Research Projects of Dr. M.W. Mak

Discriminative Models for Biological Sequence Labeling and Segmentation

 Because of the aging population, the pharmaceutical industry in China (including Hong Kong) has experienced a strong growth in recent years. Labeling and segmenting amino acids in protein sequences, such as the determination of signal-peptide cleavage sites, is an important process in drug design. Because performing such task by experimental means is too costly and time consuming, machine learning techniques have become increasingly important for the pharmaceutical industry. Neural networks and hidden Markov models have been the prevailing machine learning approaches to determining the cleavage sites of signal peptides. These approaches, however, have limitations in that their performance is highly dependent on the feature encoding schemes and that longrange dependences between labels and amino acids cannot be properly modeled. This project aims to alleviate these limitations by using discriminative models such as conditional random fields. To maximize the information extracted from protein sequences, the project proposes using the properties of short amino acid segments to determine real-value feature functions for constructing conditional random fields. The use of real-value features instead of Boolean ones allows us to use a wide range of amino acid properties that are relevant to the task, thus facilitating the incorporation of biological knowledge into the predictors. The ultimate goal of the project is to have a systematic selection of relevant features that can improve prediction accuracy. The proposed work will provide insight into some fundamental machine learning models. The proposed algorithm is also valuable to a variety of problem domains (e.g., speech and language processing) in which discriminative models play an important role.

Investigator: M.W. Mak and S.Y. Kung

Funding Source: RGC Competitive Bids, 2009.

 

Self-Supervised Feature Selection for Sequence Classification in Bioinformatics

 In recent years, we have witnessed a strong growth in the pharmaceutical industry in China (including Hong Kong), primarily because of the aging population in this region. Classification of proteins based on their amino acid sequences is an important process in drug design. Because performing such process by experimental means is too time consuming, machine learning techniques have become increasingly important for the pharmaceutical industry. One prevailing approach to protein classification is to perform pairwise comparisons between amino acid sequences. However, such method can easily lead to the curse of dimensionality and demands considerable computation resources. This project aims to alleviate these limitations by using feature selection techniques, i.e., selecting the features that are relevant to the classification task and removing those that are redundant. The proposal introduces two new types of learning, namely self-supervised and symmetric-doubly supervised learning, for feature selection. These learning scenarios provide theoretic justifications on why a particular set of features should be selected. To facilitate the fusion of different selection criteria and strategies, a pairwise scoring technique is proposed to convert the self-supervised scenario to the symmetric-doubly supervised one. The ultimate goal is to have a systematic selection of relevant features, which can improve prediction accuracy and computation efficiency. The proposed work will provide insight into some fundamental machine learning models. The proposed algorithm is also valuable to a variety of problem domains (e.g., biometrics) in which pairwise scoring play an important role.
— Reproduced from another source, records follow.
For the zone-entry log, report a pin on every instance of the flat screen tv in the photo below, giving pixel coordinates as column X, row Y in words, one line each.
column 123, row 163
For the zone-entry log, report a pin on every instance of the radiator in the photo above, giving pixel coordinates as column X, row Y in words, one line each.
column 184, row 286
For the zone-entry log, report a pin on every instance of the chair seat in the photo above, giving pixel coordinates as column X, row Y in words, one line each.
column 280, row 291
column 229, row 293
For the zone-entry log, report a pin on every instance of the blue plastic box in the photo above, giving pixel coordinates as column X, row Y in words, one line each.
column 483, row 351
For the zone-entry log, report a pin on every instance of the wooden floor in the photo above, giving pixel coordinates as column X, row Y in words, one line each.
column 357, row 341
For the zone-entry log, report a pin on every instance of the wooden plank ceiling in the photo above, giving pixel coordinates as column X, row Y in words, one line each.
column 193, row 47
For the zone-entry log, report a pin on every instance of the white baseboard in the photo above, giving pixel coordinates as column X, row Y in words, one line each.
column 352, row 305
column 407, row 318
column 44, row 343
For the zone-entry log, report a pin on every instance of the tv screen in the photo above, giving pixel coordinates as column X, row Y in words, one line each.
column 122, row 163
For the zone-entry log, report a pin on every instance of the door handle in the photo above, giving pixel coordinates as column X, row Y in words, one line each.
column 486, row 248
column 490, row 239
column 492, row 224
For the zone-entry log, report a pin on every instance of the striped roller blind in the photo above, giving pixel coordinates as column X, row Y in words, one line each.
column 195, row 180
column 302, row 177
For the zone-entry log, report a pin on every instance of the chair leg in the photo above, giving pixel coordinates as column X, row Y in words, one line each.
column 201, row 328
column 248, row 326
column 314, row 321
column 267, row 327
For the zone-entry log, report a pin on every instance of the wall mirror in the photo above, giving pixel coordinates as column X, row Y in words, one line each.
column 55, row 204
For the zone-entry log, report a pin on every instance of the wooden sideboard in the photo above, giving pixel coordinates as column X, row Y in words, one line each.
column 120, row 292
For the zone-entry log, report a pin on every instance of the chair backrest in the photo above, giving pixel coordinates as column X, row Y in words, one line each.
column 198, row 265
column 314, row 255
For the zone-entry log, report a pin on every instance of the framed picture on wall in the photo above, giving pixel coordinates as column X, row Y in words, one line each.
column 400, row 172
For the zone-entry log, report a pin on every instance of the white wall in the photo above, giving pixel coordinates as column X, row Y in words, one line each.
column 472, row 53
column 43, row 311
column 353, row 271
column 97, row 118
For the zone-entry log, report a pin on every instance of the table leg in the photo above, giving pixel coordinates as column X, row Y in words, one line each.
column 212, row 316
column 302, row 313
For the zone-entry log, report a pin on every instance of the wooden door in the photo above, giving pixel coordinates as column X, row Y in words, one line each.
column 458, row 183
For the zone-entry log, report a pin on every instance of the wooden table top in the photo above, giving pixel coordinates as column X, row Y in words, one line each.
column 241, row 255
Investigator: M.W. Mak and S.Y. Kung

Funding Source: RGC Competitive Bids, 2008.

 

Homology-Based Kernel Methods for Sequence Classification in Bioinformatics

The aging population in Hong Kong and mainland China leads to a significant growth in pharmaceutical industry in recent years. Prediction of protein functions and subcellular locations is an important process in drug design. Because determining this information by experimental means is time consuming, machine learning has become indispensable tools for pharmaceutical industry to enhance the effectiveness and efficacy of drugs. Currently, subcellular locations of proteins are typically determined by looking at their corresponding amino acid sequences. Although the performance of sequencebased methods has been improving over the years, most of them lack a sound theoretic justification to guarantee similar performance for new data. This project aims to develop a kernel-based classification method for proteins’ subcellular localization, and provides a theoretic justification to ensure predictable performance on new sequences. We will investigate the trade-off between the diagonal dominance of kernel matrices and Mercer’s condition, which will lead to an effective design guideline for constructing kernel-based predictors. The ultimate goal is to have a systematic selection of kernels, which can improve prediction accuracy and computation efficiency. Our proposed algorithm is also valuable to a variety of problem domains (e.g., biometrics) in which kernel methods play an important role.
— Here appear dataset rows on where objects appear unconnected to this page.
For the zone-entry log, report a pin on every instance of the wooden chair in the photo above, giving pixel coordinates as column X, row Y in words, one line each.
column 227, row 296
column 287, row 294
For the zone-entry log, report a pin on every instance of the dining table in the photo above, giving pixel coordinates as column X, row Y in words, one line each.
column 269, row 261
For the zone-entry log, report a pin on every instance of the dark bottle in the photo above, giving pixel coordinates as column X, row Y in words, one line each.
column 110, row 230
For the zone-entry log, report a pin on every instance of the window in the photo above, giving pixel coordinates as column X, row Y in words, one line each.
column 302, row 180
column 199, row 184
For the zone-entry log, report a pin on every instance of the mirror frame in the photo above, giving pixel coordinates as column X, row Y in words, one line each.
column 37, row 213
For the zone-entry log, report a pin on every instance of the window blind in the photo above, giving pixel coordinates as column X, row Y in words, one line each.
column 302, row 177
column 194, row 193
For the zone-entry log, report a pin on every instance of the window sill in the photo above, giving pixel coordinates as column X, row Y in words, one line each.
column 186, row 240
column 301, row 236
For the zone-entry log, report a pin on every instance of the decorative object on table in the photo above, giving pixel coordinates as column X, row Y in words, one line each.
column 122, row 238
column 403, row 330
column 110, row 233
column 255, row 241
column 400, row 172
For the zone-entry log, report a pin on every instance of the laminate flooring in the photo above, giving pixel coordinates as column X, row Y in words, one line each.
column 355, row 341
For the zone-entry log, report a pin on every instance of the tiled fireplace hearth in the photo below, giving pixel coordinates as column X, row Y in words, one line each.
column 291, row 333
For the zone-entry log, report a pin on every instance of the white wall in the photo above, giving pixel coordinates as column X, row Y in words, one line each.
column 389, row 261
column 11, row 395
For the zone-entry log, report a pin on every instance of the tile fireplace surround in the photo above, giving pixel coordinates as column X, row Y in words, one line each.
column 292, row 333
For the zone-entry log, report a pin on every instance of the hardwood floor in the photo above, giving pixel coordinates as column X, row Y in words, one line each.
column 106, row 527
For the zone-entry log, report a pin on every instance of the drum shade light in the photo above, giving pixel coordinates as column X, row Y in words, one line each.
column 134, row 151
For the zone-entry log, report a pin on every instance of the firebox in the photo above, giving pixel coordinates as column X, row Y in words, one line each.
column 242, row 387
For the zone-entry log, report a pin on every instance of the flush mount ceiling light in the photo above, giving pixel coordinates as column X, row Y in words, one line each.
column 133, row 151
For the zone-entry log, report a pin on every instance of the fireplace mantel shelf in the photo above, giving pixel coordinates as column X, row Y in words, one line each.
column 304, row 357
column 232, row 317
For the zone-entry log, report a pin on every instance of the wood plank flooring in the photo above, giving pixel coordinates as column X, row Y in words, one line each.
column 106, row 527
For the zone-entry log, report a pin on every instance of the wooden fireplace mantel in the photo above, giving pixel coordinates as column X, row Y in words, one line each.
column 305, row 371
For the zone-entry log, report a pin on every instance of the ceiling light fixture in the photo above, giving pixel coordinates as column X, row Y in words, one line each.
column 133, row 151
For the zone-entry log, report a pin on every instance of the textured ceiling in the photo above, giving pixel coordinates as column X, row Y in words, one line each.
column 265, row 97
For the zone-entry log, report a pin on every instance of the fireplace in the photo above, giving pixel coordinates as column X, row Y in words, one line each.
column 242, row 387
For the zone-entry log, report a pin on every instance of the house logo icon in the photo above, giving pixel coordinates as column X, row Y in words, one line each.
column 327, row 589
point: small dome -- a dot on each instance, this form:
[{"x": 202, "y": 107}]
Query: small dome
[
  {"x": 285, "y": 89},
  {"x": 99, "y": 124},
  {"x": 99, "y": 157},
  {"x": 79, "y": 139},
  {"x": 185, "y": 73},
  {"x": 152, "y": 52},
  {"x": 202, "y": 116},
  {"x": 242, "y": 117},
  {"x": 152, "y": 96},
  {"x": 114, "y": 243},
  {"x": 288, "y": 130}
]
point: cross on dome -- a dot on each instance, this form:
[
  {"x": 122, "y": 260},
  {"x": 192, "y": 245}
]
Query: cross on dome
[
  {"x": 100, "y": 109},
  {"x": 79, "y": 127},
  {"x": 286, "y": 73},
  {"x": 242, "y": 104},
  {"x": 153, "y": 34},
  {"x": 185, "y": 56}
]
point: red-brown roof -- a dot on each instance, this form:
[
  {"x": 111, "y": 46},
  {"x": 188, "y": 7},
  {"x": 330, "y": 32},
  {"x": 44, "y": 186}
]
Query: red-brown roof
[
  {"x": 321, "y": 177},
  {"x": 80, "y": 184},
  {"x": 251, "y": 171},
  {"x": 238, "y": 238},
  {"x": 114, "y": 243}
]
Investigator: M.W. Mak and S.Y. Kung

Funding Source: RGC Competitive Bids, 2007.

 

Articulatory Feature-Based Pronunciation Modeling for Robust Speaker Verification

Conventional voice biometric systems typically model the vocal-tract characteristics of speakers by extracting the low-level spectral information from speech signals. These features, however, are known to be sensitive to channel mismatch and background noise. It is commonly believed that apart from using spectral contents, humans also recognize speakers based on their speaking style, prosody, intonation, accent, pronunciation characteristics, and so on. These high-level features carry the personality traits of individuals and are expected to be less susceptible to channel effects and background noise. This project aims to (1) capture the pronunciation characteristics of speakers by modeling how they articulate speech and (2) combine the pronunciation characteristics with spectral features for speaker verification. The project will provide new solutions to some of the practical problems encountered by speaker verification researchers today. These solutions will potentially help telecommunication service providers and financial service providers to open up new markets.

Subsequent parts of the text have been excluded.